Jindan Yu: So that's also a great question. Aurora kinase A actually has a lot of genetic alterations. So CXCR7 is just one mechanism to activate Aurora kinase A. And here particularly it's leading to Aurora kinase A phosphorylation and increased activity. And CXCR7 also has other substrates like I mentioned, ERG and AKT. And on the other hand, Aurora kinase A has many ways to increase its activity in neuroendocrine prostate cancer.
One major mechanism is like amplification of Aurora kinase A, which is seen in a lot of neuroendocrine prostate cancer. I don't remember the exact number, but it could be like 60% of neuroendocrine prostate cancer could have Aurora kinase A amplification. So CXCR7 upregulation is not going to serve as a marker for all the Aurora kinase A-driven neuroendocrine prostate cancer.
Andrea Miyahira: Thank you. So you showed that CXCR7 is negatively regulated by AR. Have you evaluated its levels in AR-positive NEPC?
Jindan Yu: Yeah, that's a great point. So we do look at... We see CXCR7 upregulated, for example, in castration-resistant prostate cancer. A lot of those still have AR expression or pretty high AR expression. But when we look at NEPC specifically, we look at the PDX models, the LuCaP PDX series, for example, the University of Washington had, CXCR7 is not upregulated in the double-positive cells.
So the AR-positive, AE-positive LuCaP models, CXCR7 level is pretty low. It is only upregulated in the AR-negative models. But that said, I think there are very few double-positive cases. So it is hard to make a broad conclusion. But apparently, AR signaling is a major regulator of CXCR7. So CXCR7 is the highest I would say in the AR-negative neuroendocrine prostate cancer.

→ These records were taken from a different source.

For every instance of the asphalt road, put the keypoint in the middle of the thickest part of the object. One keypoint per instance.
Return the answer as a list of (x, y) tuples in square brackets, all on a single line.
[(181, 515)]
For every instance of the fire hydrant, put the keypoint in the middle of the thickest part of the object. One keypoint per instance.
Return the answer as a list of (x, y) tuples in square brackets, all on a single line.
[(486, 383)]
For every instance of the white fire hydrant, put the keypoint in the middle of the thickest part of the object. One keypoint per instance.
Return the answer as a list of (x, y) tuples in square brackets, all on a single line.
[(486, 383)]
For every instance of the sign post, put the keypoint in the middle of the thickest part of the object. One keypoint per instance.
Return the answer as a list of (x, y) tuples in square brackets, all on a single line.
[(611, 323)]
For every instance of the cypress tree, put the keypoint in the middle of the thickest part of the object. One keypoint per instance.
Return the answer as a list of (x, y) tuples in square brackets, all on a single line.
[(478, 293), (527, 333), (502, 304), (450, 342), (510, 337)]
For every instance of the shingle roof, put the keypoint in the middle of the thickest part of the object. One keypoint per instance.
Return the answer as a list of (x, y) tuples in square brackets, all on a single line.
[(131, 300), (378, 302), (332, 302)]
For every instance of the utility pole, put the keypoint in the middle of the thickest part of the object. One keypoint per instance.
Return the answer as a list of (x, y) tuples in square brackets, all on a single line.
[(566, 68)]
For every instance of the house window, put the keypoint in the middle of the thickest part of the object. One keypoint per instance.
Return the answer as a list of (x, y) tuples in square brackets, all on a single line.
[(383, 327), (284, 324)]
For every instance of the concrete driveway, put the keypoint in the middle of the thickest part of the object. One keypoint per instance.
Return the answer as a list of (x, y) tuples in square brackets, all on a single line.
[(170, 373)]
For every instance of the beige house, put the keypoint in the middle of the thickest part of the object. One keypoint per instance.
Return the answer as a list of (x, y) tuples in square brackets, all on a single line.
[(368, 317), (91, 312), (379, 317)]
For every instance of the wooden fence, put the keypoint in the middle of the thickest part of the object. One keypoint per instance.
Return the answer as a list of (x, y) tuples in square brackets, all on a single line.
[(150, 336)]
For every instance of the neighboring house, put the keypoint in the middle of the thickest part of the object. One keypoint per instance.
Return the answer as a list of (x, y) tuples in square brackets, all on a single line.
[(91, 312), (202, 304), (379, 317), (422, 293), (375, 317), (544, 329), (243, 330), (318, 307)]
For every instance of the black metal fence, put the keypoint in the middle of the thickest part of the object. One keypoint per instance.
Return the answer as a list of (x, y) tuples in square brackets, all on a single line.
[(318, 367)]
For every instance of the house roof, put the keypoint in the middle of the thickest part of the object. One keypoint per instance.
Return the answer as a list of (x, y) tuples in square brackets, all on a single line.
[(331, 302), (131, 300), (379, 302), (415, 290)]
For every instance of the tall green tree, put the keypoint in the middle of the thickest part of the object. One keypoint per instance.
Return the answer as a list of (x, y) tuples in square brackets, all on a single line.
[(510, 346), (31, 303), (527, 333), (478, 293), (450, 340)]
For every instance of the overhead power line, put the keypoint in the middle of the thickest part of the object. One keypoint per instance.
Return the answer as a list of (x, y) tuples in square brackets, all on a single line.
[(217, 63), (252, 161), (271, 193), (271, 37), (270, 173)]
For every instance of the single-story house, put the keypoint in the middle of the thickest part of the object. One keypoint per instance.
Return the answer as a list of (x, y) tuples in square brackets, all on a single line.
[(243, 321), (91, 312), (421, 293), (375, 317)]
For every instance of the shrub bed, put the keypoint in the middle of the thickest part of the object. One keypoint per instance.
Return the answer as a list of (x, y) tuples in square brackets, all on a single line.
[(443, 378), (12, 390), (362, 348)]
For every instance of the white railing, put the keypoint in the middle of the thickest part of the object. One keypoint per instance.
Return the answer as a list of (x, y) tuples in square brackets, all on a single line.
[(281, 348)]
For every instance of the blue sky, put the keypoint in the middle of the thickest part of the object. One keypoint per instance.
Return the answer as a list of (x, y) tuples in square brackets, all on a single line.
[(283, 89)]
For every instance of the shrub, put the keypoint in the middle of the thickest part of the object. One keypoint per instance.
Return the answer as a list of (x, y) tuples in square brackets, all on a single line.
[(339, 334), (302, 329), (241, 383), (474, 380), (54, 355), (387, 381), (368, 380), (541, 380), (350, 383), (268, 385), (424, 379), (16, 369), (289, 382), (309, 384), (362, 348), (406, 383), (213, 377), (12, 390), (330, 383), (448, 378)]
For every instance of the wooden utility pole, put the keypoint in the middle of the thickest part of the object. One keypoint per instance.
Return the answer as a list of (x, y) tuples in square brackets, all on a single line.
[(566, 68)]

And there is actually also another study reporting that another pathway can induce CXCR7. So they found in the PTEN knockout mice, they see upregulation of CXCR7, but not as high as what we see in neuroendocrine prostate cancer. But that leads to, as you just asked about, the normal prostate. So the PTEN loss, which is an early event in prostate cancer, can lead to some increase of CXCR7, and then it is further increased with enzalutamide treatment or AR pathway inhibitors, and whether the disease develops into neuroendocrine prostate cancer. But I think the short answer is AR is definitely a major regulator of CXCR7.

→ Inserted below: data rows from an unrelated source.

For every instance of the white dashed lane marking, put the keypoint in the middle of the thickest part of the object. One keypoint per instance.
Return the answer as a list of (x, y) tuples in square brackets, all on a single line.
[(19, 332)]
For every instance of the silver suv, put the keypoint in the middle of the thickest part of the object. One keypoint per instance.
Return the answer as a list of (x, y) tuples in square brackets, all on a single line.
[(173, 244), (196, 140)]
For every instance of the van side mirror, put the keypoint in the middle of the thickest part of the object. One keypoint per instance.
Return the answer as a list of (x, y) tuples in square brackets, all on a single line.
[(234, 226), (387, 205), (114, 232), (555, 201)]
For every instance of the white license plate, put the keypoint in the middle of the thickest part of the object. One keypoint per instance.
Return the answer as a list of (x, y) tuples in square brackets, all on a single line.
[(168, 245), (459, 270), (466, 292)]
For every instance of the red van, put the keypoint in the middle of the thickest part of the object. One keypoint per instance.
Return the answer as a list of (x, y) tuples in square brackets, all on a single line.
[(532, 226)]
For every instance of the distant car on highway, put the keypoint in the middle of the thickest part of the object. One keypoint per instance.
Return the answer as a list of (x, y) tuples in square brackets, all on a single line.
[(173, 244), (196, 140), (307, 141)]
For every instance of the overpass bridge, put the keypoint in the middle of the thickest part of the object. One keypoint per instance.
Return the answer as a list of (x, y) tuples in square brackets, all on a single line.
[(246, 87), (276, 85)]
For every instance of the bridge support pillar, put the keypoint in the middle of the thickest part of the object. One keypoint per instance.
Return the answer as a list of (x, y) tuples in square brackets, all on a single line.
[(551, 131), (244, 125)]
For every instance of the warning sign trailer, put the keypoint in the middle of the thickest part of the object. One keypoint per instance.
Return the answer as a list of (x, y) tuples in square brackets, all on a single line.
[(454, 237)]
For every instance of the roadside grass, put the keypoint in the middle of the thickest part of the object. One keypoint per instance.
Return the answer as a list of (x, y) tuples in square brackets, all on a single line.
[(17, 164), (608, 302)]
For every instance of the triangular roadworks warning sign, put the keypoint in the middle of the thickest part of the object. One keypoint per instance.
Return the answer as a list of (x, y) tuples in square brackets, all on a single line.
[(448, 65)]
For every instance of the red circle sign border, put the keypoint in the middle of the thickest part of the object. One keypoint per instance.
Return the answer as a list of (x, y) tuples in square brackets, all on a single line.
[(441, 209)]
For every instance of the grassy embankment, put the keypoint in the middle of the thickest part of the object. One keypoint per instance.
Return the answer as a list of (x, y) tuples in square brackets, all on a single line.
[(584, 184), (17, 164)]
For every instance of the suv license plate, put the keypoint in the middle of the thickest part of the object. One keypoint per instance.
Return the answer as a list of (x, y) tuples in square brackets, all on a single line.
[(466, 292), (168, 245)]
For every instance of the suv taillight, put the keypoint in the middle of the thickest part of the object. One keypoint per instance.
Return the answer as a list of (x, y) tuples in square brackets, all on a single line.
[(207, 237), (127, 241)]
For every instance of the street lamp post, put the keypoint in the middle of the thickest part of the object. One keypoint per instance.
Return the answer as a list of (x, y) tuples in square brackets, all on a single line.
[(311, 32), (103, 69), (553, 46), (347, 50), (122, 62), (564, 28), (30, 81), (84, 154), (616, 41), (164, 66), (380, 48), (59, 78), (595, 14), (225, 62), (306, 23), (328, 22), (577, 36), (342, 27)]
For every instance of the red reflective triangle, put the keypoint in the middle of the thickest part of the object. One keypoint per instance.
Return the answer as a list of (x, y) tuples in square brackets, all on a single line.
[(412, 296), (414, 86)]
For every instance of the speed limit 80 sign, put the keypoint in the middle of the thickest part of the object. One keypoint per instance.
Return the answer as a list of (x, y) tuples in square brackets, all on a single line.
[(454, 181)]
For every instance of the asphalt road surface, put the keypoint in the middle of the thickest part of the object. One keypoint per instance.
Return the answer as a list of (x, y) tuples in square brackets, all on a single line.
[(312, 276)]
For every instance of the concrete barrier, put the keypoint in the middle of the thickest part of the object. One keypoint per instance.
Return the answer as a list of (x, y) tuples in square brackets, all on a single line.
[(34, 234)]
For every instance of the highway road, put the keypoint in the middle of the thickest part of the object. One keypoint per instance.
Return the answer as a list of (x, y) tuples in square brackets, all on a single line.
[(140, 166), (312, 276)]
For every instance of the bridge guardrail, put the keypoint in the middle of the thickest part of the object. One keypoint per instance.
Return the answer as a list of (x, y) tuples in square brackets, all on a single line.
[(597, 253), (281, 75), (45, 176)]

Andrea Miyahira: Okay, thank you. And what are the next steps in your studies?
Jindan Yu: That's a very good question. So in terms of next steps, we are still looking at Aurora kinase A. We're expanding our study, not just focusing on targeting Aurora kinase A in the CXCR7-driven case, but also in Aurora kinase A-driven neuroendocrine prostate cancer by amplification, or Aurora kinase A overexpression.
So we're actually thinking about doing a clinical trial of Aurora kinase A inhibitors, selecting CRPC patients with Aurora kinase A amplification or overexpression. But the limitation is there are not too many safe Aurora kinase A inhibitors out there for clinical trials. So we're looking out for opportunities in that kind of drug, because Alisertib had a trial and I think it has quite dramatic toxicity. Then the other way we are looking into is targeting CXCR7 specifically, because targeting CXCR7 will not only target Aurora kinase A, but also AKT, ERK. Those are also major drivers of prostate cancer.

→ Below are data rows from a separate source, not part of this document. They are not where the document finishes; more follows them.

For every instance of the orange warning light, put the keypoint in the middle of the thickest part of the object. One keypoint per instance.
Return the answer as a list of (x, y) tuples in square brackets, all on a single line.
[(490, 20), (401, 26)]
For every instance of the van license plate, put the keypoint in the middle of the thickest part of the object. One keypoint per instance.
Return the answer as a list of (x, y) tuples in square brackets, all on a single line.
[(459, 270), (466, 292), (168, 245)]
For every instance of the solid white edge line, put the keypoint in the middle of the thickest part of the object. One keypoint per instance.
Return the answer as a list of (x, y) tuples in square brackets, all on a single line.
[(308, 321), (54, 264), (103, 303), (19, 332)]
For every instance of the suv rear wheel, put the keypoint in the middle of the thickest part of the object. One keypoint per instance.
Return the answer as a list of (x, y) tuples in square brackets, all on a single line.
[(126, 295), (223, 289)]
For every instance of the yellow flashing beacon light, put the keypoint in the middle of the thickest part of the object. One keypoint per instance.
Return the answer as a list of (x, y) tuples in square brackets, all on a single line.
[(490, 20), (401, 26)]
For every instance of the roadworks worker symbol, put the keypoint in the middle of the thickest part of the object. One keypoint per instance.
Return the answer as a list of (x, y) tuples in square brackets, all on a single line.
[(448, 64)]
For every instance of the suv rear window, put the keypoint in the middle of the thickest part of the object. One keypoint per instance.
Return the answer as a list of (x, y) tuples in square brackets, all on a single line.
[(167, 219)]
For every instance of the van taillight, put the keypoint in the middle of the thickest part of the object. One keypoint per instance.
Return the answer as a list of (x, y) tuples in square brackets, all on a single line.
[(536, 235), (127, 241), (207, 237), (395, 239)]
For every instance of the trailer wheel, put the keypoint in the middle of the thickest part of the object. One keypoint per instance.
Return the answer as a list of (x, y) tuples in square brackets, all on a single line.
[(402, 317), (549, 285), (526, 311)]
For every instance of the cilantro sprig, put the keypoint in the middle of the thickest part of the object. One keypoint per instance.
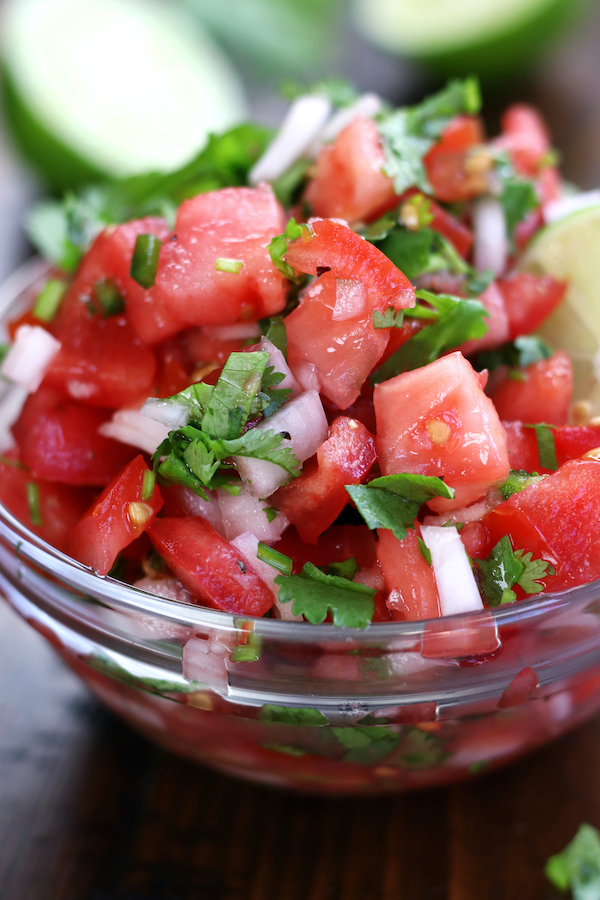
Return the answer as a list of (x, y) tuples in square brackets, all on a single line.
[(393, 501), (314, 594), (505, 567), (453, 321)]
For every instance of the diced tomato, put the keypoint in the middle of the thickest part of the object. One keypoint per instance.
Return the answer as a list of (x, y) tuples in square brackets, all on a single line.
[(234, 223), (542, 392), (210, 567), (436, 420), (342, 253), (447, 163), (117, 518), (529, 299), (350, 182), (338, 543), (557, 518), (313, 501), (59, 441), (60, 506), (412, 591)]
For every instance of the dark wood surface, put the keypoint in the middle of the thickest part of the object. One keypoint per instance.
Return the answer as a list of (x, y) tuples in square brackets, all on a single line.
[(91, 811)]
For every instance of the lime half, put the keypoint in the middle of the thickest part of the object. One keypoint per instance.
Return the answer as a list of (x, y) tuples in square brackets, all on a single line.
[(570, 249), (111, 87), (482, 37)]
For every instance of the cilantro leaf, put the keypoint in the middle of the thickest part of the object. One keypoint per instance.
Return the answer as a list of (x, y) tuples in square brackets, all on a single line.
[(578, 866), (504, 568), (410, 132), (285, 715), (393, 501), (314, 594), (456, 320)]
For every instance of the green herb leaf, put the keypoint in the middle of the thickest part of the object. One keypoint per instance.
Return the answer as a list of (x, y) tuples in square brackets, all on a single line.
[(394, 501), (578, 866), (409, 133), (456, 321), (285, 715), (314, 594)]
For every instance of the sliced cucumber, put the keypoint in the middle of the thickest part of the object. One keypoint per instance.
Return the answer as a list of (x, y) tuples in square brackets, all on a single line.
[(484, 37), (112, 87)]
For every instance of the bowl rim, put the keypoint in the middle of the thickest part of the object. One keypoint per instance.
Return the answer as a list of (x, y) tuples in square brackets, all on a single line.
[(27, 545)]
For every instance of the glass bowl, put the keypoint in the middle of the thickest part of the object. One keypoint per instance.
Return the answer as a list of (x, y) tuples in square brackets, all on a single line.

So the challenge there is also the availability of the drug, because the CXCR7 antagonist, it's a membrane receptor. The idea would be to make an antagonist, right? So it has been quite difficult to make a CXCR7 antagonist. So actually, the previously reported CXCR7 antagonists in the literature, there were a couple of them, it turned out later to become CXCR7 agonists. So it binds to CXCR7. And since a lot of things can bind CXCR7 to turn on, it's a function instead of blocking it. So we are looking for ways to really make CXCR7 antagonists and to block CXCR7 in neuroendocrine prostate cancer. So that would be in our future lines of study.
Andrea Miyahira: Okay. Well, thank you again, Dr. Yu, for joining us and sharing this study.
Jindan Yu: Thank you, Andrea, for the opportunity.